I had only slightly begun to enact this idea when tragedy struck. The unfortunate loss of a loved one negated all plans I had. I immediately jumped to their side as a friend and propped them up knowing that this was not the same person who had constructed the painful web only a month before. I knew that this was by far a changed person who was crippled by the pain of this tragic incident. Seeing that, I did all I could to assist the emotionally weak. I even went as far as taking many hours of vacation and a slight pay cut so that I could stay near him. The only flaw in this, was that when speaking to one of the few that knew the plan I had intended on enacting I stated that we had to be nice to this person now due to their loss. Despite the love and effort I put into making this person comfortable and happy in this short time in January, that one saying when taken completely out of context at a later date would prove disastrous.
I stuck by him as much as possible in the following months, things even seemed to return to slight normality after several pieces were removed from the area and thus the direct equation. I enjoyed this time. Then another unfortunate event happened. The aforementioned person to whom I had made that statement to, began to converse again with the one whom I had discussed it about. On an evening when neither of them were in an apparent good mood, one brought up a subject relating to myself and another whom had made them slightly angered. They began discussing the other person before falling upon the subject of Mitch. At which time, I understand that my statement was then taken out of context and made to seem derisive towards the first party. This was never my intention. It was merely a notation of my change of action to one whom I had shared my original tactic with. Unfortunately when repeated outside of the original conversation and understanding it was taken in a completely unwanted way.
Since then I have gotten little information as to what has happened as the person I have been speaking of this entire time will not come to me to speak about the problems. Of which I understand that letting things be part of the past may still be an issue, let it be known that I hold no issue with anything past unless it still clouds others judgment today. I am very quick to look at issues as a whole and get my own closure on them, otherwise I would have not returned to being their friend. I still hold no grudge against this person and would enjoy their company again if they could open their eyes even just a little wider to understand the view everyone else held of this entire situation.

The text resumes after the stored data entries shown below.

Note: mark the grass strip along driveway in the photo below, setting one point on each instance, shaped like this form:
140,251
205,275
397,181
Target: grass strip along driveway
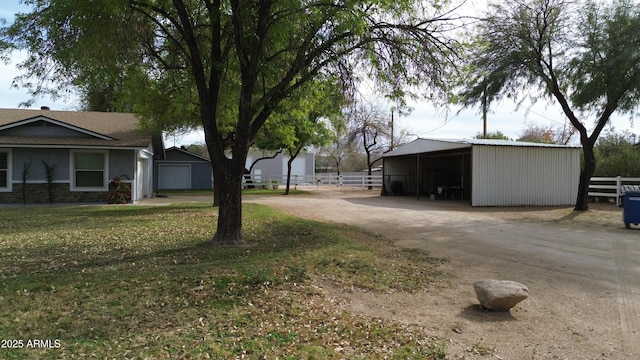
141,282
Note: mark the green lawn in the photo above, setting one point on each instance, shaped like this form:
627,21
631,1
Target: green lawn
128,281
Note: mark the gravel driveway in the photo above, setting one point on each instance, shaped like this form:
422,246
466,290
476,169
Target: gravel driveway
582,270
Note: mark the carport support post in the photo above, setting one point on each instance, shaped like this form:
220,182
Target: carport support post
418,176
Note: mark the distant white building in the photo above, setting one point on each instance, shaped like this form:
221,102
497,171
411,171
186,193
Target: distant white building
303,166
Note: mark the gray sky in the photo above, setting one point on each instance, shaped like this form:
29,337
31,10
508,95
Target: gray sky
424,121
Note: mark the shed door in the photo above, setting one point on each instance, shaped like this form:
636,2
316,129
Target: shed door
174,176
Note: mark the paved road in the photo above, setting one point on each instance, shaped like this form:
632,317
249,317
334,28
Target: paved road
584,278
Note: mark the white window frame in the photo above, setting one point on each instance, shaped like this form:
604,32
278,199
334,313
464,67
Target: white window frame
72,169
9,187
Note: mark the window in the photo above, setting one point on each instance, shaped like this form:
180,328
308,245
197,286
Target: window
4,170
89,170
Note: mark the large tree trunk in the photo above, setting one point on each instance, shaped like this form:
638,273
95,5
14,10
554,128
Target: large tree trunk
582,201
229,182
289,166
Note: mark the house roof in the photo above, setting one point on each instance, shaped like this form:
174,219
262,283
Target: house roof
187,152
75,128
422,145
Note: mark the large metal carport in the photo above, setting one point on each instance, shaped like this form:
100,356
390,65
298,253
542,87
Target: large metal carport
484,172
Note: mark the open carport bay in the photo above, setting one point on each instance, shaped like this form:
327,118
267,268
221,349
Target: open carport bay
442,174
582,270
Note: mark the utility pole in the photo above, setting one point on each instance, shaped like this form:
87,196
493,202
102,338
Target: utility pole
484,113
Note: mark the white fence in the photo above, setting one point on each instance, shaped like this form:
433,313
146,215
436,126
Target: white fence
609,187
352,180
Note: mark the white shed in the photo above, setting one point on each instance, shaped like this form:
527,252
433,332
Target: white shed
484,172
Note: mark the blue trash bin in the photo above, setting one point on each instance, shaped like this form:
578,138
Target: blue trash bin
630,203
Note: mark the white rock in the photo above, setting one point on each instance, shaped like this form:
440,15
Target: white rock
500,295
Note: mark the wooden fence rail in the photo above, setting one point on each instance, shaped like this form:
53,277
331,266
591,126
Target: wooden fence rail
353,180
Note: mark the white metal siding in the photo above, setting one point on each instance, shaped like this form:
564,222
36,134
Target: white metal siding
174,176
401,168
524,176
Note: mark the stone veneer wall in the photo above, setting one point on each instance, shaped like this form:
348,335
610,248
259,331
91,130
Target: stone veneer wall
39,193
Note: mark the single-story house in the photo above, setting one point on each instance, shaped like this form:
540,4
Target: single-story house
182,169
484,172
70,156
275,168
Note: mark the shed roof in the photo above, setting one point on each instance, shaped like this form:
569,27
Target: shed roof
422,145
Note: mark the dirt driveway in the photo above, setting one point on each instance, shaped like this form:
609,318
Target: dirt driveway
582,270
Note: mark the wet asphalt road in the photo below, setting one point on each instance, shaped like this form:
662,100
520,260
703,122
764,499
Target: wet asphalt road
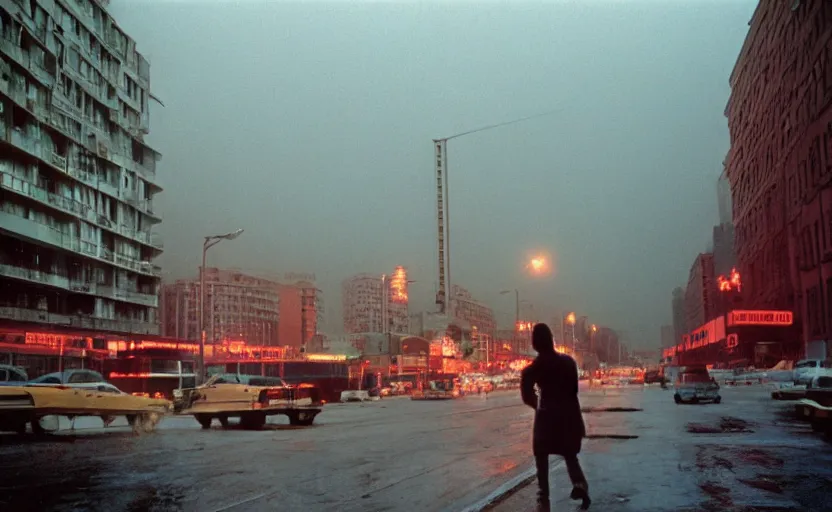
398,454
395,454
747,454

I also regret that due to this catastrophic social collapse I was unable to spend much time with people who were hardly even involved in the intertwining of words and emotions. I lament the time lost, and also the time forward of now that I will not get to see them due to this. I fear that the said subject of this Entry has unfortunately warped the minds of those who I care for to think of me as a bad person and a wonderful scapegoat to use for anything that might have gone socially wrong recently. I hope this not to be the case because as I stated earlier, all I do is for the betterment of others, and I am truly sorry if others are unable to see that.
Mitchell Lee Curd
Post Script - Hopefully all of this melodrama will come to an end for this group of my friends when come May 1st I will be living with my brother and will rarely find the need to leave my apartment. Hopefully then my original plan might be seen.